During 2019-2021 patients will be recruited. This will include informed consent to
participate in the study, to collect clinical data from medical records (12 months in
retrospect and 12 months prospective from day of discharge), to recorded decision talks and
to conduct a telephone interview three weeks after discharge.
Follow up data will be collected in 2021-2022, publication of results is planned in 2022.
DATA ANALYSIS
A power estimation based on the results of the pilot study with a power of 80% and an α error
probability of 0.05 gave a Cohens d of 0,672.

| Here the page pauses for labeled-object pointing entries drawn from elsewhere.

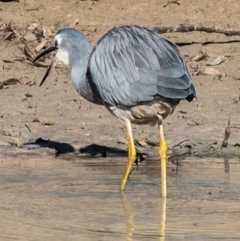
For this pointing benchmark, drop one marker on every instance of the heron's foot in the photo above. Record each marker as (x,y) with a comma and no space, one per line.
(163,158)
(163,150)
(132,156)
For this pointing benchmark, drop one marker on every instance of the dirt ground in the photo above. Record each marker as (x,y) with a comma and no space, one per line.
(78,123)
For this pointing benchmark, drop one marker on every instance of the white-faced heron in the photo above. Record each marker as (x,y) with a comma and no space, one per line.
(138,75)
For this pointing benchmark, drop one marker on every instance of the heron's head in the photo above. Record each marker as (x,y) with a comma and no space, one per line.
(69,45)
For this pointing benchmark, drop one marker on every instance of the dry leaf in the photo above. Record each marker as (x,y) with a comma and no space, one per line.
(46,32)
(142,142)
(28,95)
(199,57)
(226,135)
(19,141)
(48,122)
(32,27)
(35,118)
(12,81)
(29,53)
(121,140)
(211,71)
(29,36)
(41,45)
(218,60)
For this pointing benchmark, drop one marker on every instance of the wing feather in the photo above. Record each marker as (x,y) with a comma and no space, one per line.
(132,64)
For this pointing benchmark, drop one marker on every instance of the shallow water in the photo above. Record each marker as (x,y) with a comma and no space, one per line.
(79,199)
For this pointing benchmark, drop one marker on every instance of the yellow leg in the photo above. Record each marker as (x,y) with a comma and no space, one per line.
(163,156)
(131,154)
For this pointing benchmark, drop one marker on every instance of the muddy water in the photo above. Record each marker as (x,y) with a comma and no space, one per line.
(78,199)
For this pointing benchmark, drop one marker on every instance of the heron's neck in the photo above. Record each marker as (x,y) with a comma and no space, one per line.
(81,80)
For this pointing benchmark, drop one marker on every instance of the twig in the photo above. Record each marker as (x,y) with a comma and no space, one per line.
(178,144)
(227,135)
(198,27)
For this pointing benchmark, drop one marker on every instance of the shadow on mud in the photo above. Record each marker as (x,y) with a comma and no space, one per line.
(59,147)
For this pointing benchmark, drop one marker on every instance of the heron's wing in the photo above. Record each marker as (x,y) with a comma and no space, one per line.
(131,64)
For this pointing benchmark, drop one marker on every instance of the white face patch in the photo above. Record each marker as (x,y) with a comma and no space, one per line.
(62,56)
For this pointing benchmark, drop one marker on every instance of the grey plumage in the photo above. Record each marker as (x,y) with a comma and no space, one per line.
(129,66)
(139,76)
(132,64)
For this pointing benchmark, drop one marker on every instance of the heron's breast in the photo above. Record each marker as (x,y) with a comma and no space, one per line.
(145,113)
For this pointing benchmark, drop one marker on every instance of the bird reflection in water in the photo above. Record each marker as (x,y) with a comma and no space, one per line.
(130,218)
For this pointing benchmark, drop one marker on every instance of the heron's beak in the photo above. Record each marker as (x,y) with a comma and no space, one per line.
(48,50)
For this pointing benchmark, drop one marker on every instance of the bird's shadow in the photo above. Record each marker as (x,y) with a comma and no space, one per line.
(59,147)
(92,150)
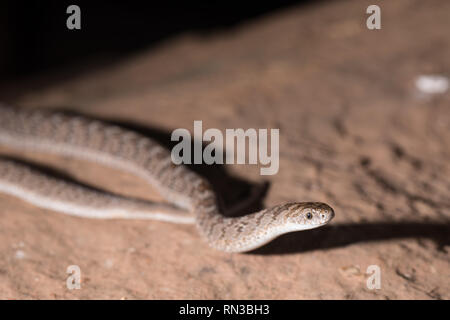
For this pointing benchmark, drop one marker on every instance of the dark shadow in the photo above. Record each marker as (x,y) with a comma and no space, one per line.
(35,39)
(340,235)
(234,190)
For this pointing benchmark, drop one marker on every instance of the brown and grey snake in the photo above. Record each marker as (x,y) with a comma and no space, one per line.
(193,199)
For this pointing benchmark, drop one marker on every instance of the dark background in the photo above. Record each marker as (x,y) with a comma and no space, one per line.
(34,37)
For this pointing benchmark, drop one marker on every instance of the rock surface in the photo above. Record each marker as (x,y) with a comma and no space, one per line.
(355,133)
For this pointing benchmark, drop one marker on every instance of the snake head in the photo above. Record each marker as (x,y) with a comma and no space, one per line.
(309,215)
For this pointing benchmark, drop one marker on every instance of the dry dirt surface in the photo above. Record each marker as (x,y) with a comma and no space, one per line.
(355,133)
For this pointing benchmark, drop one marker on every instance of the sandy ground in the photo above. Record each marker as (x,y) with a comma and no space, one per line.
(354,132)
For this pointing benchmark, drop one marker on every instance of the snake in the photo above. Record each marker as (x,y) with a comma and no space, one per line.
(189,197)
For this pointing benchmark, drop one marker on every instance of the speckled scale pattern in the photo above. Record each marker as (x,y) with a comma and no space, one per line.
(95,141)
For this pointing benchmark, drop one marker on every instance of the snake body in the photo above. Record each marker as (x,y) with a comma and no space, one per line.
(193,198)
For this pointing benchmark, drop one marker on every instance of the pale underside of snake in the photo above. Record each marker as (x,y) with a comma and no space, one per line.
(192,197)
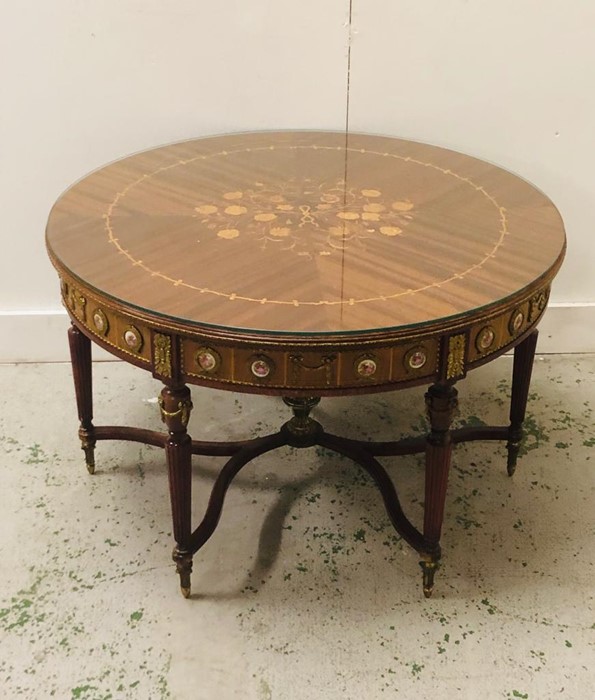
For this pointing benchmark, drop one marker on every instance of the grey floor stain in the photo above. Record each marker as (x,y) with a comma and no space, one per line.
(305,577)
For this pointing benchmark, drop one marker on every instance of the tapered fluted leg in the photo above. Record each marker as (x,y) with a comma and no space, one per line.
(441,402)
(524,354)
(80,357)
(175,407)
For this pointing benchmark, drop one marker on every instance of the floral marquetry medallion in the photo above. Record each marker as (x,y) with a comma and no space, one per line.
(285,214)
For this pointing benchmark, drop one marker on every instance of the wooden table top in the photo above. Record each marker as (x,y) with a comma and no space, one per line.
(305,233)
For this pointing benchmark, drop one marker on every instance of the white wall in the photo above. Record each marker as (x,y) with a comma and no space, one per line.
(85,82)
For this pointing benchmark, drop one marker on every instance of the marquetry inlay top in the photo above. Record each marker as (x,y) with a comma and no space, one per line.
(305,233)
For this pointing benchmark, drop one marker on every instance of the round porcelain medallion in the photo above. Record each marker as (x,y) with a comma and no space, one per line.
(485,338)
(133,338)
(366,367)
(130,338)
(260,368)
(100,321)
(417,358)
(208,360)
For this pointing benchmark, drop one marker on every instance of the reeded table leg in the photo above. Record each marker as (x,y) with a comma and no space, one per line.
(524,354)
(80,357)
(441,402)
(175,407)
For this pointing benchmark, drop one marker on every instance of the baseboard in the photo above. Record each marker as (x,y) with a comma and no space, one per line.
(40,336)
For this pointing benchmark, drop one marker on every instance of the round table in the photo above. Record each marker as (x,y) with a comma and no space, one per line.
(305,264)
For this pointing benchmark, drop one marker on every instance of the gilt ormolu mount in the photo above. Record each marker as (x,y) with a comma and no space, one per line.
(305,265)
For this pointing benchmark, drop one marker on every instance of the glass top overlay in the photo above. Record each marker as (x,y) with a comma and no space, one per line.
(305,232)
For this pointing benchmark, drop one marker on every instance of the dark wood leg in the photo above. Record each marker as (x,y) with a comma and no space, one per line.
(175,407)
(80,357)
(441,402)
(524,354)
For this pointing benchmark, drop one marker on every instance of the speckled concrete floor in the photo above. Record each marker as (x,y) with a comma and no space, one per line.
(304,591)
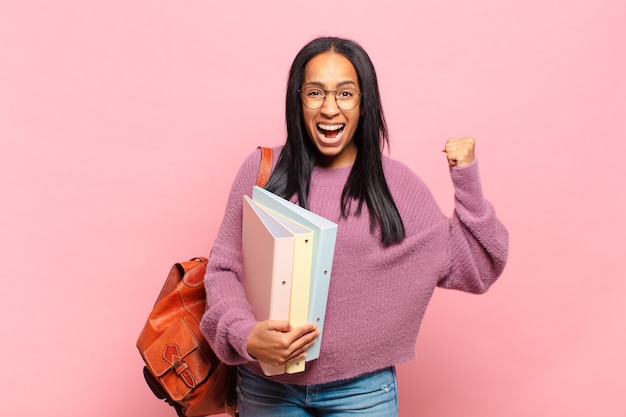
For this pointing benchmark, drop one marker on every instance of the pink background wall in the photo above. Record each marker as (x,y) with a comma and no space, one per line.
(122,124)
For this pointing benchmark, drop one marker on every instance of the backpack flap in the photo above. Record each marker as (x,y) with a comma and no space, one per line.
(178,361)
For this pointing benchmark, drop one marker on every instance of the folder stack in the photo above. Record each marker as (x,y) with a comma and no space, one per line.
(287,261)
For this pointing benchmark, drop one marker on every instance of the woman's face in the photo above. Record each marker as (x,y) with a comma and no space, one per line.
(330,127)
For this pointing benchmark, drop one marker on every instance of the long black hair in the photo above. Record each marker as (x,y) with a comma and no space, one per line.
(366,182)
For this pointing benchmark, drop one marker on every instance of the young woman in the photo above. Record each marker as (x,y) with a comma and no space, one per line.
(394,247)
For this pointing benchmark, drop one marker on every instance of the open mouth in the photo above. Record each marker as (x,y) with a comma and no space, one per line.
(330,131)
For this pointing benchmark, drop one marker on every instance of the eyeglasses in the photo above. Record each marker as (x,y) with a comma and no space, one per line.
(346,98)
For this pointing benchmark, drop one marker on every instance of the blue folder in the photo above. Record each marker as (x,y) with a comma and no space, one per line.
(324,237)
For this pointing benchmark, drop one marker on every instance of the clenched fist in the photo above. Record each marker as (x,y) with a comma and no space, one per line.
(460,151)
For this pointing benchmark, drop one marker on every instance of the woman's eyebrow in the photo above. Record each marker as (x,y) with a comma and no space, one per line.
(322,85)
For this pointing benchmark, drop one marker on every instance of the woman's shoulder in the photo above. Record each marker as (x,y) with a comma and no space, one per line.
(398,171)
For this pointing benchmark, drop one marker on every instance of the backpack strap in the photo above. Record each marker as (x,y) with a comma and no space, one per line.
(266,166)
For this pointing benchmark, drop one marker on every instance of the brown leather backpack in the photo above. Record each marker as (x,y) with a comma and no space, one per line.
(181,368)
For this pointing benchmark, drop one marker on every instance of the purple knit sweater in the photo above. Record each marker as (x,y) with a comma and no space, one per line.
(378,295)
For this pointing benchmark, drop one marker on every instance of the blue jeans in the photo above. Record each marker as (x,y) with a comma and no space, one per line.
(370,395)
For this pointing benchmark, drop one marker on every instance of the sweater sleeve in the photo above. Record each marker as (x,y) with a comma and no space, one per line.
(228,320)
(478,243)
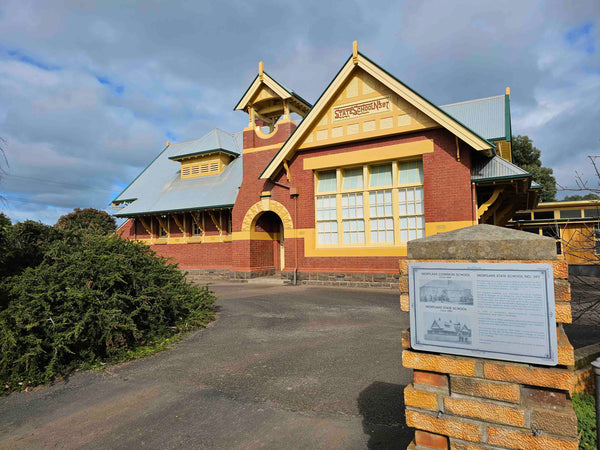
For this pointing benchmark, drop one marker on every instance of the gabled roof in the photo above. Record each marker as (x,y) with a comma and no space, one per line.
(421,103)
(203,152)
(279,89)
(214,140)
(489,117)
(486,169)
(159,188)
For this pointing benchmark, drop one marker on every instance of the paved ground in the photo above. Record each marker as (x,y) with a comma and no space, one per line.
(282,367)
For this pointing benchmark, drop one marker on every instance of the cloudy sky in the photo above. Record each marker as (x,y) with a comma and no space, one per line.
(91,91)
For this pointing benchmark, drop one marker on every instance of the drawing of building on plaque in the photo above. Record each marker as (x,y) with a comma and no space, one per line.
(447,291)
(449,330)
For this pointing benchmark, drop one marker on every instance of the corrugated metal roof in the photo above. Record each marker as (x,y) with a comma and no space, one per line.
(159,188)
(485,116)
(495,167)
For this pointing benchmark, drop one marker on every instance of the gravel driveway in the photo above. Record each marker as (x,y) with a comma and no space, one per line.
(282,367)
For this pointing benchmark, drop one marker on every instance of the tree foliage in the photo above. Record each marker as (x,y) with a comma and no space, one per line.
(590,196)
(83,298)
(526,156)
(87,219)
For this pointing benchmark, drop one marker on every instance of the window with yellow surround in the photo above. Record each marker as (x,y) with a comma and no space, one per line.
(378,204)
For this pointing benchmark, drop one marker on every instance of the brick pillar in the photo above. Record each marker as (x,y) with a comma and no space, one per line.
(462,402)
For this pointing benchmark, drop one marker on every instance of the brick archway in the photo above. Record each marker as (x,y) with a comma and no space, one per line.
(267,205)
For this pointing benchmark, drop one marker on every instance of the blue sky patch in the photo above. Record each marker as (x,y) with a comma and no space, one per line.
(114,87)
(582,37)
(27,59)
(171,136)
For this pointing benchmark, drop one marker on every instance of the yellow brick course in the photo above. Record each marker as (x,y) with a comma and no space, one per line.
(561,422)
(526,441)
(456,444)
(403,284)
(405,338)
(447,427)
(495,390)
(563,312)
(566,354)
(562,291)
(535,376)
(420,399)
(436,363)
(404,303)
(485,411)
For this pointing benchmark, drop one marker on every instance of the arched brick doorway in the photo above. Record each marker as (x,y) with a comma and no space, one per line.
(270,251)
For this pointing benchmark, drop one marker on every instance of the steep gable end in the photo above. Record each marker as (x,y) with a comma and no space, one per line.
(402,99)
(363,108)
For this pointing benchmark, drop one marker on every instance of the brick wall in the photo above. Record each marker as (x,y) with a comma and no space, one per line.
(462,402)
(447,198)
(193,256)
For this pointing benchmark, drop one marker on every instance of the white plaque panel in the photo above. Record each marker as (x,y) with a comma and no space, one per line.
(497,311)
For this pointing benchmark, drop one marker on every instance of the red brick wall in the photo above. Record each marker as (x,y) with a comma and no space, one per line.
(447,185)
(447,182)
(197,256)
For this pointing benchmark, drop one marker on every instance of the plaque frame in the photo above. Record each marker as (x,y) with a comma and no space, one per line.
(459,315)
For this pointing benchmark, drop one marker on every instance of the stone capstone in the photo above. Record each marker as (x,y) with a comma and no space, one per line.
(483,242)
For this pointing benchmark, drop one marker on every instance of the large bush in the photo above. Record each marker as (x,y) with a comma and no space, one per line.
(91,298)
(90,219)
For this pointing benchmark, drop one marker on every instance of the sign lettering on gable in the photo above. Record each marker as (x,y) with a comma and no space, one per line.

G*Power was also used for an a priori estimation with a power of 80% and an α error
probability of 0.05. A Cohen´s d of 0.5 was chosen since there is a greater risk of
contamination between groups in the randomized study. This gave a group size of n=53 persons
needed in each group. The dropout rate in the pilot study of 50% is with adjustments and new
approaches still reasonable to estimate to approximately 30%. Group sizes were estimated to
n=80 persons and the total inclusion number of N=160 persons.
The groups (SDM vs TAU) will be compared for difference in mean rank, using a
Wilcoxon-Mann-Whitney test, regarding their perceived participation in the decision process,
which is the primary outcome. For the secondary outcomes comparison between the two groups
with t-tests, comparing means will include number of inpatient days, number of inpatient
episodes, number of involuntary inpatients days and completed outpatient visits.
For other secondary outcomes, such as the relation between patient perceived participation
and social/clinical factors, a multifactor analysis will be used.